The first Decapitator appeared, it's eyes scanning the area in a violet glare, dragging a serrated blade arm across the floor, its head half-torn but still twitching. Behind it, a dozen more crawled through the shadows — metal skeletons with flayed skin stretched across their frames.

"Contact," Ron whispered.

Netoshka waited until the horde was fully in view. Her finger tightened around the trigger. "Fire."

The tunnel erupted into chaos.

Gunfire tore through the dark — tracer rounds flashing in rapid bursts, grenades thundering in confined space.
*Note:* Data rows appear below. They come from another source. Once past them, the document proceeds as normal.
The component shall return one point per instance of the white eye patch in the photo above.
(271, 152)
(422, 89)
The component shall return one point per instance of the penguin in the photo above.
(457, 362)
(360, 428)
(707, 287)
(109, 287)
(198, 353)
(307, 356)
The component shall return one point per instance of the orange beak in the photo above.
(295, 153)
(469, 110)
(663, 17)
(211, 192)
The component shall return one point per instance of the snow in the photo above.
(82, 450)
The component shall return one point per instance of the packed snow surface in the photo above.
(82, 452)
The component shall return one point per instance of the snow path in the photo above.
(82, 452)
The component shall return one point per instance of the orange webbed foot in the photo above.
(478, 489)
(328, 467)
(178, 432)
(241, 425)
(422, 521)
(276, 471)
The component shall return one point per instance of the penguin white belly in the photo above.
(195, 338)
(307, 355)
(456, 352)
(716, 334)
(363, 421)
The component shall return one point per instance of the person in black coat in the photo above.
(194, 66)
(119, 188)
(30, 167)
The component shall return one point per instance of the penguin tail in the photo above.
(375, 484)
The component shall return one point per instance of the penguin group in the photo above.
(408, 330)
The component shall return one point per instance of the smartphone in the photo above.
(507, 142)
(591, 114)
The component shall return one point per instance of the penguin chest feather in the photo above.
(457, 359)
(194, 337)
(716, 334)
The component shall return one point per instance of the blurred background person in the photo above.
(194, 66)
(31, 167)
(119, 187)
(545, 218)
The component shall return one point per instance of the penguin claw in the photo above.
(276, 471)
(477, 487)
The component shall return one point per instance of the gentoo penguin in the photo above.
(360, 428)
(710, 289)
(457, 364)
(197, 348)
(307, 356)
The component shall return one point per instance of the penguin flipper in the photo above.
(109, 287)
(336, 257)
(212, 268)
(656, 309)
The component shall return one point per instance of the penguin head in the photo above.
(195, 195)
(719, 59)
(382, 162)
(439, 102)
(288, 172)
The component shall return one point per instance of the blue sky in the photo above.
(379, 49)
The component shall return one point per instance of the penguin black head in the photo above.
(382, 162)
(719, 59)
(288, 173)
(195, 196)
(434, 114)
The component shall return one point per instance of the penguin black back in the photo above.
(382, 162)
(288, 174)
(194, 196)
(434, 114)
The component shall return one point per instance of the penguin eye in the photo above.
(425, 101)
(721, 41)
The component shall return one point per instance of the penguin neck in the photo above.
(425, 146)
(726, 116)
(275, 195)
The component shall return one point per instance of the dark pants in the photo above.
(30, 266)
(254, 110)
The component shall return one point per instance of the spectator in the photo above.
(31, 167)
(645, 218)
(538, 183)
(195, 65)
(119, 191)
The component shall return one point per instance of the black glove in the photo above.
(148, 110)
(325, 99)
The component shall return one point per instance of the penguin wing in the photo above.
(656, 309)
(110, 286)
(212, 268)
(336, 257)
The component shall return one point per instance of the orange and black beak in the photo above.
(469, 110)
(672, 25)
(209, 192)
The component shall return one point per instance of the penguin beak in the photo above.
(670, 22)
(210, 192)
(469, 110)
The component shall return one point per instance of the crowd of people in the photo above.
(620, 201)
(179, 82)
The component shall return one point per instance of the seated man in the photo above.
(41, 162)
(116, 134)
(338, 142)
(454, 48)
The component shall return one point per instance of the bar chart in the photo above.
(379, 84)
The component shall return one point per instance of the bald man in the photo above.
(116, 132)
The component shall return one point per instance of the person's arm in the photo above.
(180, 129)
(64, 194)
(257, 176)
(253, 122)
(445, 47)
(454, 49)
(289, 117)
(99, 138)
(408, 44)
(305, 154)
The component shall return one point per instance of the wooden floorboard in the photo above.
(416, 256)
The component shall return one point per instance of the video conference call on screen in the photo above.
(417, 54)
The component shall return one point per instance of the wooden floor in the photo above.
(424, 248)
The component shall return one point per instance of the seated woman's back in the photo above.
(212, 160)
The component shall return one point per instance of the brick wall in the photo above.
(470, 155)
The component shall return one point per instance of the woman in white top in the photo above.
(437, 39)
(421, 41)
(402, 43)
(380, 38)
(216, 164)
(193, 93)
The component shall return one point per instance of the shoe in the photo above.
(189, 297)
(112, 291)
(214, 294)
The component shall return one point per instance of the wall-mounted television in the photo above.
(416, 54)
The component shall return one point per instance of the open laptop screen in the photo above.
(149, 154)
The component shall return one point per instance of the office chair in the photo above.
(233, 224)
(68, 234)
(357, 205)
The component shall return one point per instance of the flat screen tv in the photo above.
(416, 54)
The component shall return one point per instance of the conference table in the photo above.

Decapitators dropped, sparks bursting from their skulls, limbs shattering against the walls. Yet more poured in, climbing over the dead, screeching in mechanical rage.

Taran's Assault Rifle overheated. He ripped the barrel back, slamming in a new one while Surgien dragged him behind cover.

"They're pushing hard—!"

"I see it!" Netoshka yelled, ducking as a blade whirled past her face, slicing the strap off her shoulder pad. She spun, emptying a full clip into the Decapitator's chest, metal exploding into shards.

Then — a high-pitched whine.

The tunnel lights flickered. The air grew hot.

"Alev, now!" she shouted.

Alev slammed the detonator.

The explosion tore the tunnel apart — a shockwave of dust, flame, and shrapnel blasting down the corridor. The roof caved in, collapsing steel beams and concrete onto the advancing swarm. Fire roared through the shaft, engulfing everything.

The team stumbled backward, shielding themselves as the shockwave passed.

When the dust settled, all that remained of the Decapitators was smoldering wreckage and the echo of twisting metal.

Ron coughed, wiping soot from his visor. "You think that did it?"

"For now," Netoshka said, checking her ammo. "But this section's unstable. We move deeper. We'll find another exit."

Surgien pulled up his map.

"There's an access route down this way — connects to the main maintenance tunnels under Sector 9. If we cut through there, we can reach the eastern surface."

"Then that's our route." Netoshka looked back at the collapse — molten rebar, scattered limbs, the red haze of burning circuits. "No turning back now."

They pressed on, stepping over charred debris, the tunnel ceiling creaking ominously above them. Somewhere behind the wall of rubble, faint mechanical groans echoed — not all of them destroyed.

Taran muttered,

"They'll dig through that eventually."

"I know," Netoshka said quietly. "That's why we'll be gone before they do."

The squad disappeared into the dark, guided only by their flickering lamps — the faint glow trailing off into the endless subterranean maze. The explosions had bought them time, but every step deeper into the tunnels felt like a descent into something older and hungrier than machines.

And far above, unseen through the cracked ceiling, Grimshire had burned like a battlefield.